Cette diminution de la population active va réduire les revenus gouvernementaux, ce qui pourrait « compromettre la pérennité des programmes de santé, de services sociaux et desécurité du revenu », peut-on lire dans le rapport.
Économiser sur la dette
L'étude, menée conjointement avec Mathieu Laberge, démontre que le maintien du statu quo pourrait se traduire par un poids supplémentaire sur la dette de 42 milliards de dollars d'ici à 2021 pour le Québec.
Les deux économistes proposent deux autres scénarios, le premier étant l'atteinte par les 60 à 64 ans du même taux d'activité que les 50 à 54 ans. Dans ce cas-ci, la dette supplémentaire serait limitée à 17 milliards.
Le second scénario étudie l'impact d'un taux d'activité plus élevé pour les 65-69 ans.
« Une opportunité de création de richesse collective »
Devant ce problème, il évoque le concept de « vieillissement actif », estimant que « le vieillissement de la population constitue une opportunité de création de richesse collective ».
En permettant à plus de personnes âgées de travailler plus longtemps, le Québec améliorerait son produit intérieur brut (PIB) et éviterait des déficits structurels liés au vieillissement de la population, ajoute M. Castonguay.
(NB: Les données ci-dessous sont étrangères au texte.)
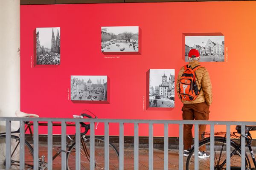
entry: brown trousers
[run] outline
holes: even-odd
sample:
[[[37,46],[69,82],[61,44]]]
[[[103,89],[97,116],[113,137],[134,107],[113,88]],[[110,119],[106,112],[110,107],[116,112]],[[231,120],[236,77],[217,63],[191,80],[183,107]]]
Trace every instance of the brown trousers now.
[[[184,104],[181,110],[182,119],[183,120],[208,120],[209,119],[209,106],[206,102],[196,104]],[[192,128],[193,125],[184,125],[183,129],[183,136],[184,140],[184,149],[189,150],[191,147],[193,140],[192,135]],[[205,131],[206,125],[198,125],[199,134],[198,139],[201,140],[204,136],[202,136],[203,132]],[[201,147],[200,150],[205,150],[205,147]]]

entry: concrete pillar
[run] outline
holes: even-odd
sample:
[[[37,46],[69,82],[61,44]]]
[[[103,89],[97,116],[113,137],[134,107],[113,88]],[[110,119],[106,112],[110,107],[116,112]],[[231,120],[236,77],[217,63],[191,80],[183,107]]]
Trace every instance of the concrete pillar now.
[[[20,109],[20,0],[0,0],[0,117],[14,117]],[[0,122],[0,132],[5,130]]]

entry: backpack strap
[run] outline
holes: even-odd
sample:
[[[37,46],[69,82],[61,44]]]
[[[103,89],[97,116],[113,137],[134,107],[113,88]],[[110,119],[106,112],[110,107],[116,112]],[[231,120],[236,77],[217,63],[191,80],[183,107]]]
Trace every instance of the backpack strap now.
[[[194,71],[195,72],[195,78],[196,78],[195,77],[196,77],[196,74],[195,74],[195,71],[198,69],[199,69],[200,68],[201,68],[202,67],[204,67],[203,66],[201,66],[201,65],[196,65],[196,66],[195,66],[194,68],[192,68],[192,70],[193,70],[193,71]],[[195,78],[195,83],[196,83],[196,78]],[[203,86],[201,86],[201,88],[200,88],[200,89],[199,89],[199,91],[198,92],[199,93],[200,93],[200,91],[201,91],[201,90],[202,90],[202,88],[203,88]]]
[[[198,65],[195,66],[194,68],[192,68],[192,70],[194,71],[195,71],[199,68],[201,68],[202,67],[204,67],[201,65]]]

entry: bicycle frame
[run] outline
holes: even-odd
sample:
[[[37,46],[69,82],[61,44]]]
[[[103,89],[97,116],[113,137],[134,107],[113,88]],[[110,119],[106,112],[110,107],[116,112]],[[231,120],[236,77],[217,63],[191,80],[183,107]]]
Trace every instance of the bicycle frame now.
[[[207,134],[206,133],[206,134]],[[214,136],[214,138],[215,139],[219,139],[221,140],[223,140],[224,141],[225,140],[226,140],[226,133],[224,132],[215,132],[215,134],[217,134],[217,135],[224,135],[224,136]],[[240,133],[239,133],[240,134]],[[231,133],[231,134],[232,135],[232,136],[234,136],[233,133]],[[241,135],[241,134],[240,134]],[[247,136],[250,136],[250,133],[249,132],[248,132],[247,133]],[[203,142],[203,141],[204,141],[204,140],[209,140],[209,139],[210,137],[207,137],[207,138],[205,138],[204,139],[203,139],[203,140],[202,140],[202,141],[201,142]],[[240,141],[240,144],[239,144],[237,142],[236,142],[235,141],[234,141],[234,140],[232,140],[232,139],[231,139],[231,140],[230,140],[230,143],[232,144],[234,144],[236,146],[236,148],[235,148],[235,149],[234,150],[233,150],[233,152],[230,153],[230,158],[232,157],[232,156],[234,155],[234,154],[235,154],[235,153],[236,153],[236,152],[237,151],[238,151],[239,149],[240,149],[241,148],[241,136],[239,137],[239,141]],[[250,144],[250,140],[249,139],[249,138],[246,138],[246,142],[247,143],[247,144]],[[201,142],[200,142],[200,143],[201,143]],[[200,143],[199,143],[199,145],[200,145]],[[248,147],[249,151],[250,152],[250,156],[252,158],[252,159],[253,161],[253,164],[254,165],[254,167],[256,168],[256,160],[255,159],[255,157],[254,156],[254,153],[253,153],[253,149],[252,148],[252,147],[251,145],[251,144],[249,144],[248,146],[247,146]],[[221,149],[223,149],[223,146],[222,146],[222,148]],[[220,156],[220,157],[221,156],[221,155]],[[246,154],[246,153],[245,153],[245,156],[246,158],[247,159],[249,160],[249,158],[248,157],[248,156],[247,155],[247,154]],[[223,161],[223,162],[222,162],[222,163],[221,164],[219,165],[219,166],[220,167],[222,167],[223,166],[224,166],[225,164],[227,162],[227,160],[225,159],[224,161]],[[249,166],[249,168],[251,168],[251,164],[250,164],[250,162],[248,162],[248,166]]]
[[[24,130],[25,133],[26,133],[28,130],[29,131],[29,133],[30,136],[31,136],[31,137],[32,138],[32,139],[33,139],[33,131],[32,130],[32,129],[31,128],[31,126],[33,125],[33,122],[25,122],[25,130]],[[39,126],[48,126],[48,124],[46,123],[38,123],[38,125]],[[52,123],[52,126],[61,126],[61,123]],[[67,124],[66,125],[66,126],[67,126],[75,127],[75,126],[76,126],[76,124]],[[11,133],[20,133],[20,129],[19,129],[18,130],[17,130],[16,131],[12,131],[11,132]],[[6,134],[5,133],[0,133],[0,135],[5,135],[5,134]],[[76,139],[76,134],[75,134],[75,135],[74,135],[74,136],[72,138],[70,138],[70,137],[69,137],[69,136],[68,136],[70,140],[70,141],[68,142],[67,144],[67,146],[66,146],[67,148],[69,148],[72,145],[72,144],[70,144],[70,143],[71,143],[72,141],[73,141],[74,139]],[[88,153],[88,149],[87,149],[86,148],[87,146],[84,144],[84,139],[83,139],[83,136],[81,137],[81,144],[82,146],[82,147],[83,147],[83,149],[84,149],[84,153],[85,153],[85,155],[86,156],[87,159],[88,159],[88,160],[90,161],[90,154]],[[14,149],[13,150],[13,152],[11,154],[11,156],[12,156],[13,153],[15,152],[15,150],[17,149],[17,146],[19,144],[19,142],[18,143],[18,144],[17,144],[16,145],[15,148],[14,148]],[[67,154],[67,152],[68,152],[68,151],[59,150],[52,156],[52,160],[54,160],[54,159],[55,159],[58,155],[59,155],[62,152],[65,152],[66,153],[66,154]],[[18,163],[18,162],[17,162],[17,163]],[[18,165],[18,164],[17,164],[17,165]],[[30,165],[30,164],[27,164],[26,165],[29,166],[30,167],[33,166],[32,165]]]

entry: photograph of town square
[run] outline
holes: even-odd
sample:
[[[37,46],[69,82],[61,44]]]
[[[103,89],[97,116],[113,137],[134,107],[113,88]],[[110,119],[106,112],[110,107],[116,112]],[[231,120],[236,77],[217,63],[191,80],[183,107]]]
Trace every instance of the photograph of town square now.
[[[60,64],[60,27],[36,28],[36,64]]]
[[[71,100],[107,101],[107,76],[71,76]]]
[[[138,52],[139,27],[102,27],[102,52]]]
[[[174,69],[149,70],[149,107],[174,108]]]
[[[224,62],[225,53],[224,36],[185,36],[185,61],[191,49],[200,54],[200,61]]]

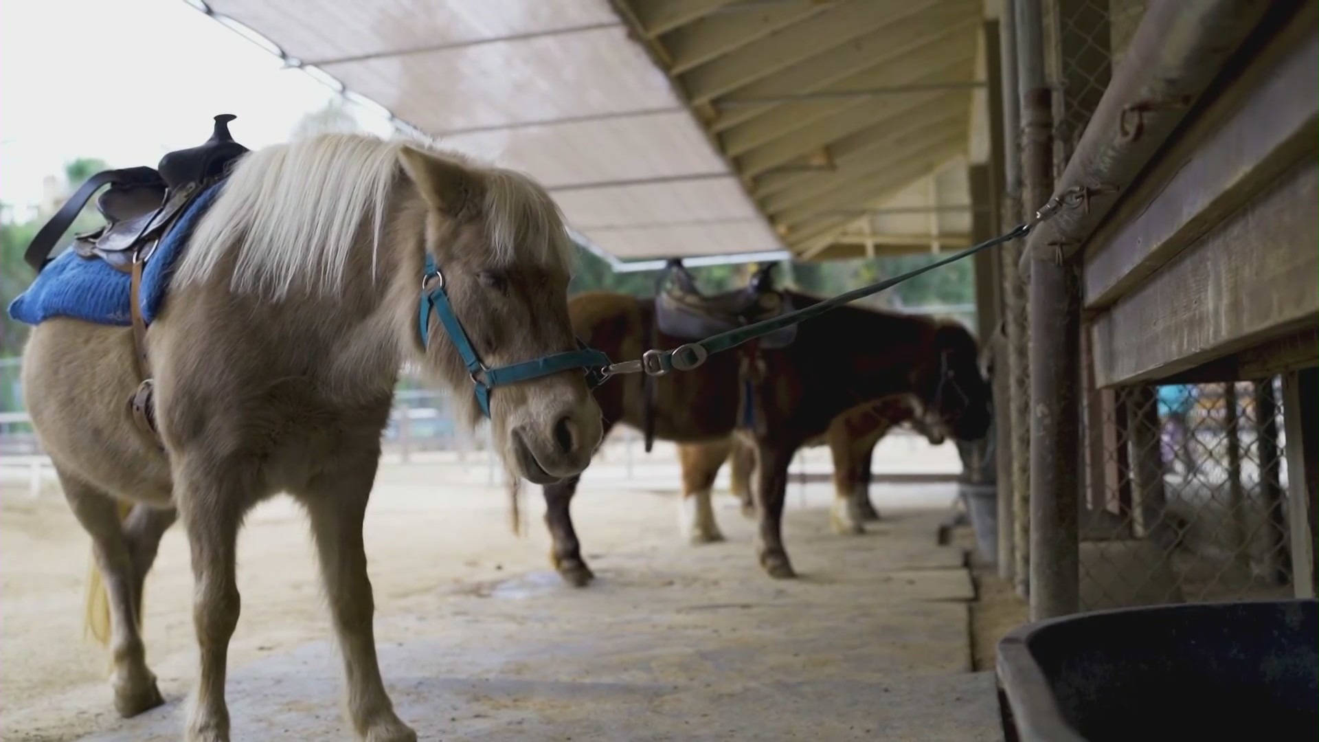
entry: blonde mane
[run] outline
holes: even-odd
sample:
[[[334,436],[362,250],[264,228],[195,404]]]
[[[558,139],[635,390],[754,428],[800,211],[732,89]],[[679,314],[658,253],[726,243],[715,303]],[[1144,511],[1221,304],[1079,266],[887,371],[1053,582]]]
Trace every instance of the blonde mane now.
[[[230,287],[280,300],[302,276],[314,292],[338,292],[361,227],[372,227],[371,279],[385,210],[405,147],[458,162],[485,190],[487,238],[500,261],[567,267],[572,244],[563,214],[536,181],[430,143],[327,133],[251,152],[198,224],[173,277],[174,287],[208,280],[230,251],[237,260]]]

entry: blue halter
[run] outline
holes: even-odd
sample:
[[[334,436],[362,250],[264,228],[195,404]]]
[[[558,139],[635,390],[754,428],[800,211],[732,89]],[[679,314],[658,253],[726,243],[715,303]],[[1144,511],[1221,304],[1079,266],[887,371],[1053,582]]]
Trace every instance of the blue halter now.
[[[445,326],[448,339],[454,342],[458,354],[463,356],[463,363],[467,364],[467,372],[471,374],[475,386],[476,404],[481,407],[485,417],[491,416],[491,389],[495,387],[539,379],[570,368],[584,368],[587,386],[591,388],[600,386],[609,376],[607,372],[609,356],[587,347],[582,341],[578,341],[578,350],[555,353],[536,360],[524,360],[499,368],[487,368],[480,356],[476,355],[476,350],[472,349],[471,341],[467,339],[467,333],[458,322],[458,316],[454,314],[454,305],[448,302],[448,293],[445,290],[445,275],[439,272],[435,259],[427,252],[426,273],[421,280],[421,301],[417,308],[417,330],[421,334],[423,349],[430,345],[431,312],[439,316],[439,322]]]

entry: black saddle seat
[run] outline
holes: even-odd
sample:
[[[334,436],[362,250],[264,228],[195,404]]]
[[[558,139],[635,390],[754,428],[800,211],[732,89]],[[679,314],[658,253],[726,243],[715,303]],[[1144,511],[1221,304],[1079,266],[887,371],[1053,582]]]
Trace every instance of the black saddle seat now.
[[[747,287],[716,294],[703,294],[685,265],[669,264],[667,288],[656,297],[656,323],[667,335],[702,339],[725,333],[790,310],[787,297],[770,276],[773,264],[756,271]],[[797,337],[785,329],[764,338],[766,347],[782,347]]]

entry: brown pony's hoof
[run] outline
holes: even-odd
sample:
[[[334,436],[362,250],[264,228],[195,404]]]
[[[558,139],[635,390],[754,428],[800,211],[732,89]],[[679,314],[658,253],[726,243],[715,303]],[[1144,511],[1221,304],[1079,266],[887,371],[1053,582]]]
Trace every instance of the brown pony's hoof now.
[[[124,718],[132,718],[142,712],[149,712],[156,706],[165,705],[165,697],[156,687],[156,677],[140,684],[138,688],[129,688],[127,684],[115,683],[115,710]]]
[[[880,519],[880,511],[874,510],[869,498],[861,500],[861,504],[856,510],[863,523],[876,523]]]
[[[760,555],[760,565],[765,569],[765,574],[769,574],[774,580],[791,580],[797,577],[797,572],[793,570],[793,564],[787,561],[787,555],[783,552],[768,552]]]
[[[558,570],[559,577],[574,588],[586,588],[592,580],[595,580],[595,573],[591,572],[591,568],[582,560],[566,558],[559,562]]]

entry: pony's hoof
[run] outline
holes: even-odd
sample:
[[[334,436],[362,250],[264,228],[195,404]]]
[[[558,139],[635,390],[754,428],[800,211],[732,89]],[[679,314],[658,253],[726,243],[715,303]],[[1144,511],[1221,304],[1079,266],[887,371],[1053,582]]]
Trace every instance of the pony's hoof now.
[[[190,724],[187,727],[187,734],[183,735],[185,742],[230,742],[230,722],[224,720],[222,724]]]
[[[165,697],[156,687],[156,677],[150,677],[136,688],[129,688],[127,684],[116,684],[115,687],[115,710],[124,718],[132,718],[162,705],[165,705]]]
[[[774,580],[791,580],[797,577],[797,572],[793,570],[793,564],[787,561],[787,555],[785,553],[761,555],[760,565],[765,568],[765,574],[769,574]]]
[[[417,742],[417,733],[410,726],[393,717],[367,729],[367,742]]]
[[[840,536],[859,536],[865,533],[865,527],[861,525],[861,514],[852,507],[852,503],[847,500],[834,500],[834,507],[830,508],[828,523],[834,528],[834,532]]]
[[[857,506],[856,510],[857,514],[861,516],[861,520],[865,523],[874,523],[880,519],[880,511],[874,510],[874,506],[871,504],[871,500],[861,502],[861,504]]]
[[[559,562],[559,577],[574,588],[586,588],[595,580],[595,573],[591,572],[591,568],[584,561],[563,560]]]

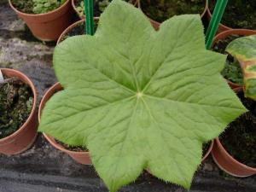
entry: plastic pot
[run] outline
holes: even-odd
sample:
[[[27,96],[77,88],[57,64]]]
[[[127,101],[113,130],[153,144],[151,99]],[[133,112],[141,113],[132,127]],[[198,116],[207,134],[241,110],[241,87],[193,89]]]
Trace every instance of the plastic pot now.
[[[137,0],[137,4],[138,9],[140,9],[143,12],[142,6],[141,6],[141,0]],[[204,11],[201,14],[201,18],[202,18],[205,15],[205,14],[207,13],[207,8],[208,8],[208,1],[206,0],[205,9],[204,9]],[[144,14],[144,15],[148,18],[148,20],[150,20],[151,25],[154,26],[154,28],[158,30],[160,26],[160,23],[153,20],[152,18],[149,18],[146,14]]]
[[[47,101],[57,91],[60,91],[62,90],[62,87],[60,83],[55,84],[52,87],[49,89],[49,90],[45,93],[44,96],[38,109],[38,121],[40,122],[40,117],[42,113],[42,110],[44,109],[44,107]],[[80,164],[84,165],[91,165],[90,154],[89,152],[77,152],[77,151],[71,151],[67,148],[65,148],[63,146],[56,143],[54,137],[43,133],[44,137],[46,138],[46,140],[55,148],[67,154],[70,157],[72,157],[75,161]]]
[[[45,14],[26,14],[16,9],[9,0],[10,7],[16,12],[28,26],[32,34],[42,41],[57,40],[61,32],[72,22],[71,1],[62,4],[60,8]]]
[[[95,17],[94,18],[94,20],[99,20],[99,18],[98,17]],[[65,35],[67,33],[69,32],[70,30],[72,30],[73,28],[75,28],[78,25],[81,24],[81,23],[84,23],[85,22],[85,20],[80,20],[73,24],[72,24],[70,26],[68,26],[67,29],[65,29],[65,31],[61,33],[61,35],[60,36],[60,38],[58,38],[58,41],[57,41],[57,44],[59,44],[61,41],[62,41],[62,38],[65,37]],[[80,34],[82,35],[82,34]]]
[[[7,77],[16,77],[25,84],[27,84],[33,94],[32,109],[26,122],[15,132],[0,139],[0,154],[16,154],[28,149],[33,144],[37,137],[37,92],[32,82],[22,73],[8,68],[2,68],[1,71],[3,74]]]
[[[228,31],[222,32],[218,33],[215,38],[213,38],[212,44],[216,44],[216,42],[219,39],[224,39],[230,35],[241,35],[241,36],[249,36],[249,35],[254,35],[256,34],[256,31],[253,30],[248,30],[248,29],[230,29]],[[241,87],[241,85],[238,84],[235,84],[228,79],[226,79],[228,84],[232,89]]]
[[[71,2],[72,2],[72,7],[73,7],[73,9],[76,12],[77,15],[78,15],[81,20],[84,20],[84,18],[85,18],[84,15],[84,16],[80,16],[79,11],[78,11],[77,9],[76,9],[75,1],[76,1],[76,0],[72,0],[72,1],[71,1]],[[137,6],[137,0],[134,0],[133,3],[132,3],[132,4],[133,4],[134,6]]]
[[[243,91],[241,87],[234,89],[236,93]],[[218,166],[230,175],[245,177],[256,174],[256,167],[247,166],[234,159],[224,148],[218,138],[215,139],[212,151],[212,159]]]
L'impact sur les individus serait aussi positif, tant au niveau du revenu que des effets sur la santé et du sentiment d'utilité, ajoute l'économiste.
Instaurer des incitatifs
Devant ce constat, il préconise plusieurs solutions, notamment l'adoption d'une « véritable politique de vieillissement actif » et l'instauration d'incitatifs fiscaux pour « rendre possible et avantageux le report de la retraite ».
L'économiste établit la phase du vieillissement actif entre 60 et 75 ans, précisant qu'« à partir de l'âge de 75 ans, on note une augmentation significative des risques de souffrir d'une incapacité physique ou cognitive ».
Selon lui, il est urgent d'agir. Il souligne toutefois que le report de la retraite doit rester un choix personnel.